The Scotland County Commission is considering the construction of a new 3,200 square-foot expansion for the county road and bridge workshop, to be located north of the existing facility.

With equipment continually getting larger and more expensive, the Scotland County Commission this week put the finishing touches on preliminary plans to expand the road and bridge shop, located on Highway 15 near the north edge of Memphis.

“Our equipment has simply outgrown the facility,” said Western District Commissioner David Wiggins. “We have been studying this for roughly two years and decided it was time to move forward.”

PSBA Engineering has completed preliminary plans for a 3,200 square foot free-standing building that would be constructed north of the existing county shop.

“Initial plans were for something substantially larger, around 5,000 square feet, but we have trimmed it back to this current proposal,” said Wiggins.
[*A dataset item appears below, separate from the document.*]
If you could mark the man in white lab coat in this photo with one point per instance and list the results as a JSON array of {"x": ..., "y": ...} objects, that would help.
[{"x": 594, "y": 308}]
Presiding Commissioner Duane Ebeling noted that budgeting has been in the works during this process, with some thoughts of beginning in 2018.

“We had budgeted for about half the cost so that we could get something rolling this year, but it all takes time,” he said. “Hopefully we can begin construction in the spring of 2019.”

The existing maintenance facility was built in the early 1970s and originally served as a car dealership.

“We currently have five road graders and only one of them will fit in the current building,” said Ebeling.

That has made the new expansion a priority for the commission. The preliminary plans call for doors on the east and west ends of the building.

“The plans call for a building large enough to allow us to drive our trucks through,” said Eastern District Commission Danette Clatt. “We would be basically doubling our work area and be able to get the road graders in for maintenance and during bad weather. When we had that bad snow storm we had to take them other places to get them inside.”

“If we do not get the ice off them before the next morning, they get froze up solid and then they’re not ready to go,” said Wiggins.

Clatt noted that parking them inside in a heated facility should prove more efficient and economical than having them plugged in outdoors to try to prevent freeze ups and insuring they will run in cold weather.

With the plans still yet to be finalized, the commission did not have cost estimates completed to share with the public.

“We simply want to share the news with the public and let them know we are open to feedback on the plans,” said Wiggins.